In El Perro director Carlos Sorin takes up the same world he depicted in his 2002 Historias Minimas. Again there's a kindly, ineffectual man is at the center of it, who's 52 but seems older. He's just been laid off from a gas station where he worked for twenty years. This time again there is a dog, but the dog is more of a star, and the dog unifies the film, which is all about Juan Villegas (the actor's real name) and not split into several different stories like Historias Minimas.

In the stark world of Patagonia where Sorin's films unfold his people, who might seem losers elsewhere, are more gently, forgivingly treated. Life meanders. It’s like a shaggy dog story, going nowhere slowly, but somehow it's okay.

"Coco" Villlegas (which they pronounce "Vee-ZHAY-gas" down there) is trying to sell knives he's made by hand with carved handles of special, rare wood. But they're too expensive, some petroleum workers tell him, and then to add to the humiliation the security guard on the property says he's trespassing and he winds up giving away one of the knives to the guard so he’ll let him off. Villegas looks for work at a remote garage but the boss yells at him for parking in his spot.
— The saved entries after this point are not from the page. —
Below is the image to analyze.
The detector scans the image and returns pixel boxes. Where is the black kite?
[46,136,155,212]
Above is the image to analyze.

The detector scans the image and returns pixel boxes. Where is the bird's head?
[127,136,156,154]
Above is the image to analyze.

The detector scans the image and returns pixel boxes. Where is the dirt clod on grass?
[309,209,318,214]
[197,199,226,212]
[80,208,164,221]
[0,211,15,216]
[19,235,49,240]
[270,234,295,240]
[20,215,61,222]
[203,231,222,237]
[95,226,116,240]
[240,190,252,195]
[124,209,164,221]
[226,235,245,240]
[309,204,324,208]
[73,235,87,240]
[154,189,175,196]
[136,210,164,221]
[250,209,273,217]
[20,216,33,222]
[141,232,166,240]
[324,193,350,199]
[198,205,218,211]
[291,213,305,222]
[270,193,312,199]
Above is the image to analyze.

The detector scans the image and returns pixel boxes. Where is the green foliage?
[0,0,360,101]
Helping a woman marooned by the roadside by towing her car 140 kilometers and then repairing its fan belt leads not to payment – nobody seems to have any money to spare– but gifts of homemade preserves and then, low and behold, a big white blob of a strange-looking pedigreed dog with papers included, offered to Coco as a gift. Its deceased master was French and was going to call his stud farm "Le Chien," which Villegas mangles into "Litchen" and makes the dog's name. Later we learn Litchen’s original name in the papers was “Bombón" and that Bombón, AKA Litchen, is a genuine Argentinian dogo, a breed that has a band of ardent admirers in the area. Obviously the Frenchman's widow just wanted to get rid of Litchen, but Villegas is led to believe he may have a treasure on his hands.
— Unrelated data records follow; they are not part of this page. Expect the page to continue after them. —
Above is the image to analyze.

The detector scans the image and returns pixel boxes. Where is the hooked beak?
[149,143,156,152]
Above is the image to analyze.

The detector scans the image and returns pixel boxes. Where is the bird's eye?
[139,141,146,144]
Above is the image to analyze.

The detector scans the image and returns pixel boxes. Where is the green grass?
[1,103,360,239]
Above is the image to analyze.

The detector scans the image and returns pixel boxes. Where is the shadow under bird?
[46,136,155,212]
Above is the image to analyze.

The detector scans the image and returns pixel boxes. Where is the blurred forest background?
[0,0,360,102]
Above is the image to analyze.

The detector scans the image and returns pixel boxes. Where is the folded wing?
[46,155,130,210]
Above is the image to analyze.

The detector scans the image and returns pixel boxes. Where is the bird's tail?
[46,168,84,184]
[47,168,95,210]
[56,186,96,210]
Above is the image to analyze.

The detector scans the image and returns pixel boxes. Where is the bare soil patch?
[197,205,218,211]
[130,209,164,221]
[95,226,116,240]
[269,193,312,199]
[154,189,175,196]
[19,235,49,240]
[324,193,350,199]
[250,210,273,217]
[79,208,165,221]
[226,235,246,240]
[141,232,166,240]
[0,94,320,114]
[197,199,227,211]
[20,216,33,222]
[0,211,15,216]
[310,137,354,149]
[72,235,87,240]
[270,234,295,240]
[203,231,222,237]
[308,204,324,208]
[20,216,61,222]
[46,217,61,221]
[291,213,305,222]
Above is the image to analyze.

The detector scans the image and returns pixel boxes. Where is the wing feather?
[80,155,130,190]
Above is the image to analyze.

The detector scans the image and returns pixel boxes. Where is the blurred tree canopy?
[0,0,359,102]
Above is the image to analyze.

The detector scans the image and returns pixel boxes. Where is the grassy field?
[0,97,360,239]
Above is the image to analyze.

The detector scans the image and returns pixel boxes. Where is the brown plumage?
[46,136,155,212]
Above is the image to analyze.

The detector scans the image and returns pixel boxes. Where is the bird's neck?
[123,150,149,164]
One is continually torn between feeling confident that in this world consequences are usually benign, and fear that something dire will happen to the main character because he's so passive and naive.
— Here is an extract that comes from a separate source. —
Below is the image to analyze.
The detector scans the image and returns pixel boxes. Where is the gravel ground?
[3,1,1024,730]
Coco is temporarily living with his daughter, but she won’t let him stay with the dog, so off he goes, apparently homeless, with Litchen sitting with his big comically mournful face next to Coco on the front seat of his little van.

Before long Villegas is involved with a big volatile fat man named Walter (Walter Donado) whose hobby is showing and breeding dogos like Litchen, who introduces Villegas to the band of dogo aficionados and proposes to partner with Villegas to train and show Litchen and sell his stud services. Third prize in a local dog show soon follows. The rest of the movie is as meandering as the beginning but the breeder’s enthusiasm and lack of restraint engender some excitement. The story ends in a funny way when Litchen’s apparent lack of libido is cured. Villegas hasn’t really gotten anywhere, though. He’s still jobless, closer to penniless, and practically homeless, but somehow it all feels humanistic and life-affirming.

Director Sorin works on a small canvas but his scenes can be memorable because they're so specific and vivid. He focuses up tight and close on the ruddy, un-fake faces of his non-actors, who seem pretty much themselves. El Perro is a tiny step forward from Historias Minimas in the direction of greater intensity and narrative focus, but Sorin and his collaborators accept his limitations as his strengths. He is one of those directors who must not push too hard. His Patagonia is the boonies, a region of low expectations. Villegas has never been to Buenos Aires and Sorin will never make it to Hollywood – or maybe even to Sundance. But it’s by remaining in this remote end of the world that he finds a voice a little unlike any other. One returns to his films as one meets again with an old friend who, however boring, is reassuringly familiar and unthreatening.

Shown at Seattle Film Festival. Released in NYC June 2006.